Collin Morikawa closed the RBC Heritage with a 4-under 67 on Sunday, finishing T4 at 13-under and five shots behind winner Matt Fitzpatrick after a week he described as a grind. He said he was still swinging at 50% and, after the final round at Harbour Town Golf Links, planned to sit out the Zurich Classic of New Orleans to recover.
Morikawa did enough in the final round to underline how well he struck the ball despite the injury. He made six birdies and hit 14 greens in regulation on Sunday, and for the week he ranked second in Strokes Gained: Approach. The result was another strong finish in a stretch that has kept him near the top of leaderboards even while he is playing through uncertainty.
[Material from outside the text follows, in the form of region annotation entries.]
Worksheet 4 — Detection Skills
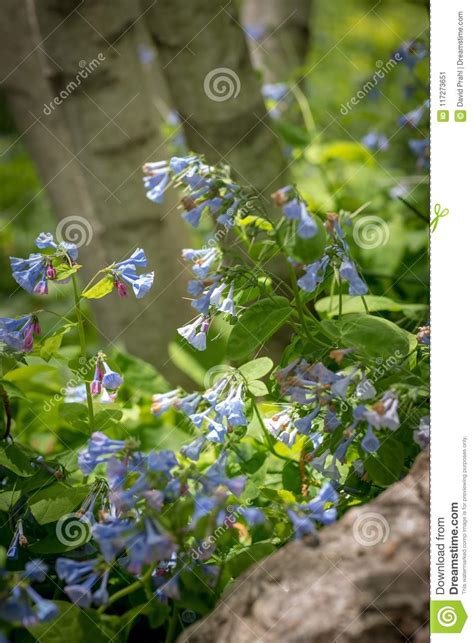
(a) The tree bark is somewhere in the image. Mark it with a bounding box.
[242,0,313,83]
[179,452,429,643]
[144,0,288,194]
[0,0,105,274]
[32,0,194,380]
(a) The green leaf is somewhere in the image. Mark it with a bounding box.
[5,364,56,382]
[305,141,373,165]
[261,487,296,504]
[227,542,275,578]
[237,214,273,232]
[248,380,268,397]
[239,357,273,381]
[227,297,292,360]
[28,482,89,525]
[58,402,90,433]
[53,259,82,283]
[321,314,416,359]
[364,437,404,487]
[286,215,328,264]
[94,409,123,431]
[39,332,64,362]
[82,275,114,299]
[0,380,28,400]
[0,491,21,512]
[315,295,427,317]
[0,444,35,478]
[281,461,301,494]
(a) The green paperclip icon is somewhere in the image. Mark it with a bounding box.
[430,203,449,232]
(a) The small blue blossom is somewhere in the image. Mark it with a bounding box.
[360,424,380,453]
[0,315,41,353]
[111,248,155,299]
[297,255,329,292]
[339,257,369,296]
[413,416,430,449]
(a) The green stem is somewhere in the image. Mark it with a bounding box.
[291,84,316,136]
[252,399,288,460]
[165,605,179,643]
[97,563,156,614]
[72,275,94,433]
[288,264,313,342]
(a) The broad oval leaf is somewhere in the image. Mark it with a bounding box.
[82,275,114,299]
[321,314,416,359]
[315,295,427,317]
[227,297,293,360]
[29,482,89,525]
[239,357,273,381]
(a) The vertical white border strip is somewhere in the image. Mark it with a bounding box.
[431,0,474,641]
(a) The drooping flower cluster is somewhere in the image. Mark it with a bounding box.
[10,232,78,295]
[151,371,248,450]
[265,360,400,479]
[287,482,339,539]
[91,353,123,399]
[143,156,242,228]
[273,199,368,296]
[72,432,252,607]
[109,248,155,299]
[0,314,41,353]
[178,248,235,351]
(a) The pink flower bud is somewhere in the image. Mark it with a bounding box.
[115,281,128,299]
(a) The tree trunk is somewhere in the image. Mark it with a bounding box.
[144,0,287,194]
[179,452,429,643]
[0,0,105,275]
[242,0,312,83]
[36,0,190,379]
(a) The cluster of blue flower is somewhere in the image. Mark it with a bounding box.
[0,232,154,354]
[151,370,248,450]
[273,196,369,295]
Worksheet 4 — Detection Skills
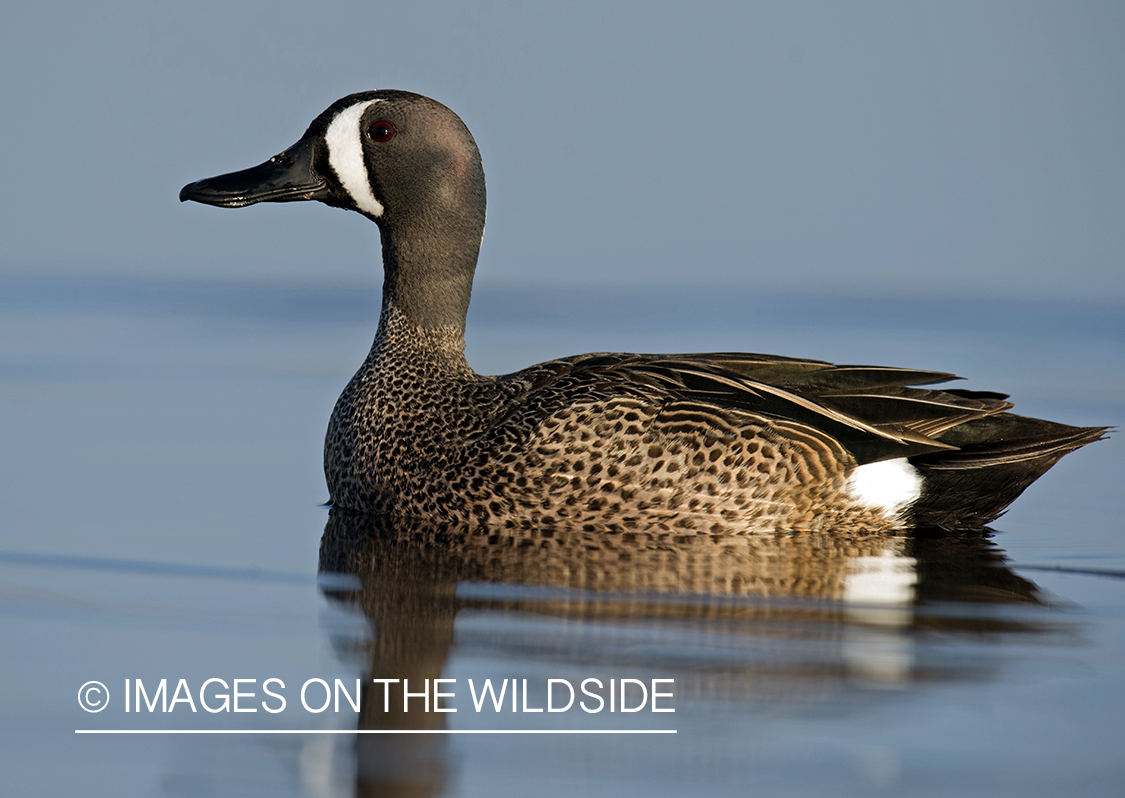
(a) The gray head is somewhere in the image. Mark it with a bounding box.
[180,90,485,329]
The back issue began one month earlier at THE PLAYERS Championship, and Morikawa said the injury happened on the course rather than in the gym. On Thursday at the RBC Heritage, he said he had “never been this scared in my life” to tee it up and added that he was not in pain but limited in the shots he could play. He later said he had to catch himself during the week because speed in his swing could bring on the sense that something might grab in his back.
That fear has been as much mental as physical. At the Masters last week, Morikawa said he did not feel pain but was running into a mental wall, even as he called the tournament “one of the best tournaments I could have asked for.” His T4 at Hilton Head followed a T7 at Augusta National and marked his fifth straight top-seven finish, excluding his withdrawal after one hole at THE PLAYERS.
The bigger picture is still promising for the two-time major champion. Morikawa won the season’s first Signature Event at the AT&T Pebble Beach Pro-Am, and the PGA TOUR now heads into back-to-back Signature Events in Miami and Charlotte, North Carolina, before the PGA Championship. He won that championship in 2020 and The Open Championship in 2021, but for now his schedule is unsettled. Morikawa said it is “unknown” beyond the Zurich absence and that he will go “week by week now,” with the added complication that he and his wife Katherine are expecting their first child later this spring.
For Morikawa, the next step is not a leap forward so much as a test of whether his body and swing can hold together in a more familiar setting. He said he wants to see how the back responds at home, away from tournament pressure, because that is where he believes he can find out how much golf he can really play.